Britain claims to have some of the world's most stringent controls when it comes to exporting arms around the world. In many respects, the checks and balances we place on UK-made weaponry are significantly more onerous than those provided by our global competitors. But it doesn't stop British hardware ending up in the hands of some pretty odious regimes. After all, Saudi Arabia remains Britain's most loyal and extravagant arms purchaser to the tune of more than £4billion over the past five years.
But no matter how much red tape we put in place to limit who we sell arms to, the simple fact remains that we have no control over how such weaponry will be used once it leaves our hands.
Nothing proves this better than the Arab Spring. Arms campaigners had warned for years that Western weaponry sold to nepotistic, cash rich, paranoid and weapon-hungry regimes in the Middle East and North Africa would one day be used on their own people. Sure enough, when genuine calls for freedom were made on the streets of Benghazi, Cairo, Sana'a, Manama and Damascus, they were met with bullets – many were made abroad.

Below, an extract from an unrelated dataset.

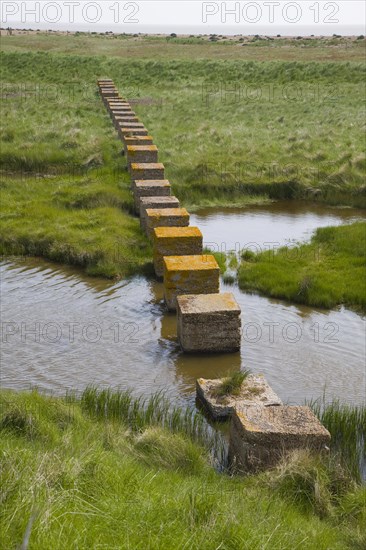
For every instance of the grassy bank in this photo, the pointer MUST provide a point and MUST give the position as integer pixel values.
(328, 271)
(238, 119)
(103, 471)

The British Government's repeated claims that no export licences would be issued to countries where there is "a clear risk that the proposed export might provoke or prolong regional or internal conflicts" looked entirely hollow when – as the Arab Spring raged – one only had to glance at our export lists to see countries such as Bahrain, Egypt, Libya, Saudi Arabia, Syria, Tunisia and Yemen snapping up British arms in the preceding years.

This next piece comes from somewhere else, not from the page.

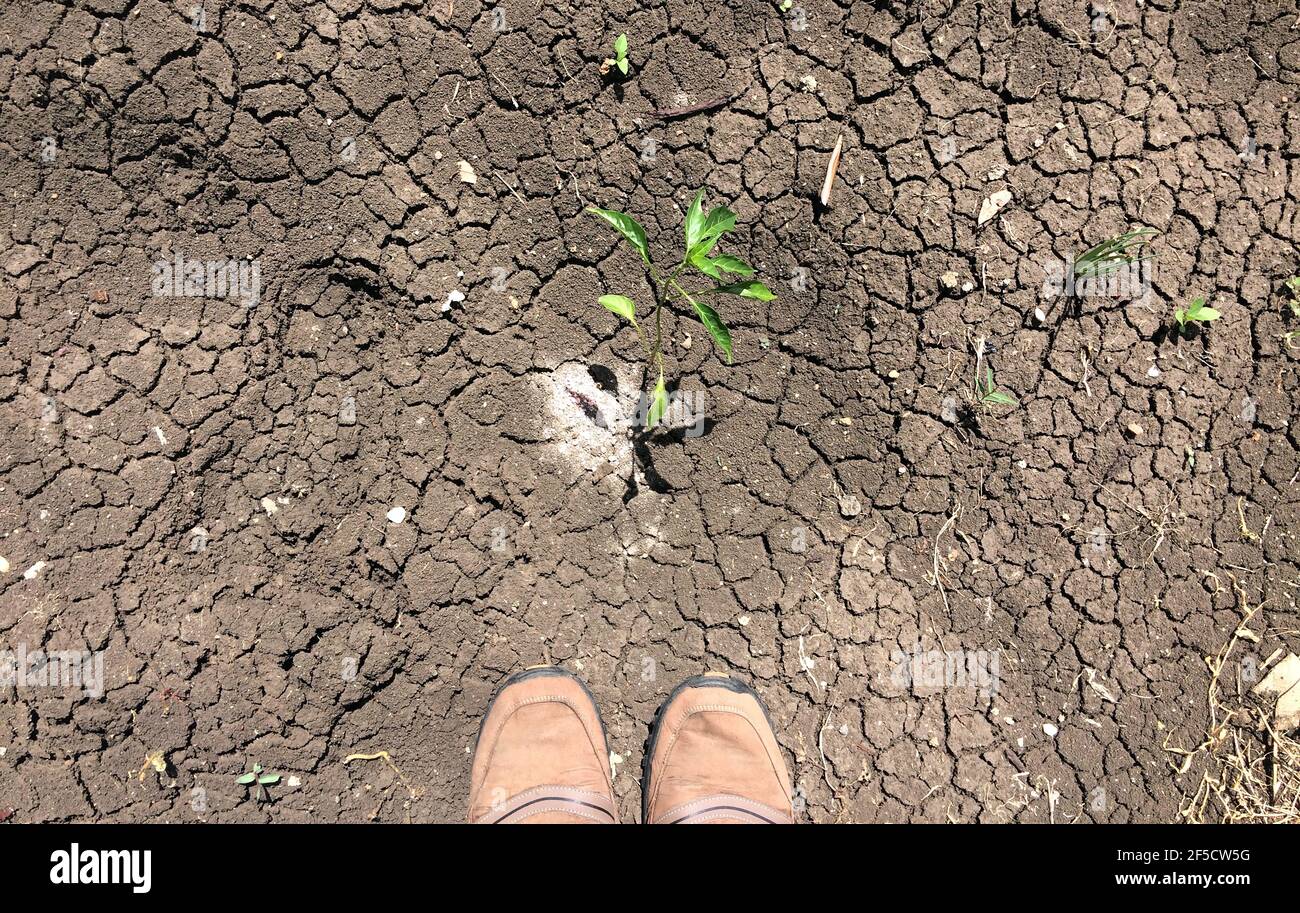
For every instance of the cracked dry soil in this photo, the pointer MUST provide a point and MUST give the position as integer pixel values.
(208, 483)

This is why it is not surprising to see that we have granted licences to export weapons – including small arms and ammunition – to Sri Lanka. But it is depressing. After all, the Sri Lankan army and the Rajapaksa government stand accused of overseeing some of the most horrific war crimes of the 21st century and have repeatedly resisted pressure to allow access to investigators.
Tens of thousands of civilians died in the closing stages of the Sri Lankan civil war, with widespread reports of rape, extrajudicial killing and deliberate targeting of civilians. At the time, Britain was one of those shouting loudest. Three years on we are selling weaponry to the same regime.
A similar rehabilitation occurred with Bahrain. When scores of protesters in Manama were receiving nightly doses of bird-shot and tear gas – most of which came from European arms manufactures – Britain briefly suspended its export licences, acutely aware of the huge embarrassment such deals now caused.
The abuses continue to this day against Bahraini opposition protesters – yet the export restrictions have been quietly lifted and last summer Bahrain's King Hamed al-Khalifa was welcomed into Downing Street.
The message Britain sends out is clear: while you are actively turning weaponry on your own people, we won't sell arms to you. But give it some time, take your finger of the trigger for a while, and we'll start resuming exports again.